Luiz Fernando Valladão – Advogado, Professor Universitário, Coordenador e Coautor do Livro “Divórcio” (ed. Del Rey).
A partir de 2010, com o advento da Emenda Constitucional 66, eliminou-se do Direito Brasileiro o instituto da separação. Isso significa que, desde então, o casal não precisa se submeter a duas etapas – separação e divórcio.

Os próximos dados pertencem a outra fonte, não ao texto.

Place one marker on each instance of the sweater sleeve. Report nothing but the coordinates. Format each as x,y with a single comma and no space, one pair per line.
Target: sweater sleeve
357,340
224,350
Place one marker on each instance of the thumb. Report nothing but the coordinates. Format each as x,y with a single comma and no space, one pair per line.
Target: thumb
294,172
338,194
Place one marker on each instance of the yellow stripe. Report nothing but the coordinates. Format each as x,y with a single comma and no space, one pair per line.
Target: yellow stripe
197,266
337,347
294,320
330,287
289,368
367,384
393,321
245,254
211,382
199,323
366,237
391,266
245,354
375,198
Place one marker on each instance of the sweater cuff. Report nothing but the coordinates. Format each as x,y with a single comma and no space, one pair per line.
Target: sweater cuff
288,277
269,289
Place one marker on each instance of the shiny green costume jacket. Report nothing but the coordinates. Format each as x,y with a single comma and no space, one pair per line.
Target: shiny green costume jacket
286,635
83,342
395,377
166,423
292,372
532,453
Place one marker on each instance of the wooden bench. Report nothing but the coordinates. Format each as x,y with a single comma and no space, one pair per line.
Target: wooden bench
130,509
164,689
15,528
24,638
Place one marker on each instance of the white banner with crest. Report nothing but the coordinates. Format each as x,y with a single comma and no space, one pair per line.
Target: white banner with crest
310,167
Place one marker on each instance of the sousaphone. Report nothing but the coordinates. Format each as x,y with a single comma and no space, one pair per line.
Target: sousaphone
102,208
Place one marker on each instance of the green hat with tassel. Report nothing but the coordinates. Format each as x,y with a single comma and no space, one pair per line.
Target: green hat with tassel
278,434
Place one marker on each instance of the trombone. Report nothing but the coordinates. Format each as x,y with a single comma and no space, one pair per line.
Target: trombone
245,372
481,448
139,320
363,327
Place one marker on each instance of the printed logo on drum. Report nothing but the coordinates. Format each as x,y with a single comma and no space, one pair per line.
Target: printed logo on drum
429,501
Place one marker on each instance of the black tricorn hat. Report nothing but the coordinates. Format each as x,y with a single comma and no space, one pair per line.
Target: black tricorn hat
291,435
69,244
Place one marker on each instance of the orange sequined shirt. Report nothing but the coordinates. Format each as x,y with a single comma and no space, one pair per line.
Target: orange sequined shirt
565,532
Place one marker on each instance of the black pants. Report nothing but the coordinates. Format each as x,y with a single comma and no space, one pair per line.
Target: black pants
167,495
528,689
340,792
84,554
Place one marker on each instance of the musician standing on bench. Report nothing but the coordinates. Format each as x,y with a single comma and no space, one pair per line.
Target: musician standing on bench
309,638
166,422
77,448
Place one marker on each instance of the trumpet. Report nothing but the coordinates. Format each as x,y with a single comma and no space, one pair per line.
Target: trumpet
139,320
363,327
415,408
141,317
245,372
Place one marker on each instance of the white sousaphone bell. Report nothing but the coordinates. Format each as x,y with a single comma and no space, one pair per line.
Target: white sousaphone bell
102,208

Basta que o casal obtenha o divórcio, para que seja colocado fim ao casamento e à sociedade conjugal, inclusive sob o aspecto patrimonial, estando livres também, sob o aspecto jurídico e formal, para novos relacionamentos.
Esta tendência à desburocratização encontrou um ponto de impulso em 2007, com a Lei 11.441, a qual permitiu o divórcio em Cartório (sem a intervenção judicial), por meio de simples escritura fiscalizada pelo Tabelião e pelos Advogados dos interessados, desde que não existam filhos menores ou incapazes do casal.
É evidente que esta eliminação de formalidades não objetiva estimular o fim dos relacionamentos de afeto. Muito pelo contrário, acredita-se que todos, inclusive o legislador, querem que os casamentos resultem, em benefício dos cônjuges, na paz espiritual prometida. Porém, a vida é dinâmica e os valores ostentados pelas pessoas são diferentes. E, neste contexto, as rupturas conjugais são inevitáveis. É óbvio que compete aos Advogados, em contato com o casal, buscarem a reconciliação, mas, se isto não acontecer, o ideal é que este período tumultuado da vida dos cônjuges seja rápido e menos traumático possível.
Por isto mesmo a eliminação da separação e a possibilidade de divórcio desburocratizado, por meio de Cartório, em situações mais simples, significam um avanço para estas pessoas. E o mais importante: o fim da separação significou a eliminação da insuportável e irracional discussão, antes imposta pela lei, sobre a culpa dos cônjuges pelo insucesso do casamento. Sim, até pouco tempo atrás, fazia-se imprescindível que um cônjuge atribuísse ao outro a culpa pela separação, o que gerava uma infeliz e inócua “lavação de roupa suja”, circunstância que inviabilizava qualquer reconciliação ou espécie de acordo, além de traumatizar os filhos do casal. Por isto, repita-se, em boa hora entrou em vigor a Emenda Constitucional 66/2010.
Acontece que, na contramão do que motivou a referida alteração da Constituição Federal, tramita no Congresso Nacional o Projeto de Lei 5432/13, do deputado Takayama (PSC-PR). O referido parlamentar pretende, agora, reinstaurar a discussão sobre a culpa pelo fim do relacionamento, no âmbito do processo de Divórcio. E, além disto, quer que aquela simples escritura de Divórcio (para os casos de ausência de filhos menores ou incapazes) seja homologada pelo Promotor de Justiça.
Ora, a experiência tem revelado que a tal discussão sobre a culpa traz uma eternização insuportável a estes processos da área de Família, fazendo-os muito mais passionais do que práticos ou jurídicos. De outro lado, se a culpa pelo fim do relacionamento envolver um fato muito grave (como é a hipótese de agressão física), nada impede que o cônjuge prejudicado se valha da ação de indenização ou mesmo de medidas próprias do processo penal. O que não se justifica, contudo, é atrelar a culpa ao processo de divórcio, tornando o longo e fazendo uma constante a infelicidade dos ex-cônjuges.
De outro lado, se não há interesses de menores ou incapazes, nada justifica a interferência do Ministério Público num divórcio, pois a formalização do mesmo, em casos tais, fica restrita às decisões e valores dos cônjuges. Ademais, o Tabelião e, sobretudo o advogado, indispensável que é à Administração da Justiça (art. 133 CF), saberão orientar o casal da melhor maneira, inclusive no tocante à tentativa de eventual manutenção do vínculo afetivo e conjugal.
É preciso, enfim, que o nosso Poder Legislativo esteja atento à realidade dos fatos e da vida, não produzindo, portanto, normas que a contrariem. Enquanto isto, compete à sociedade ficar atenta!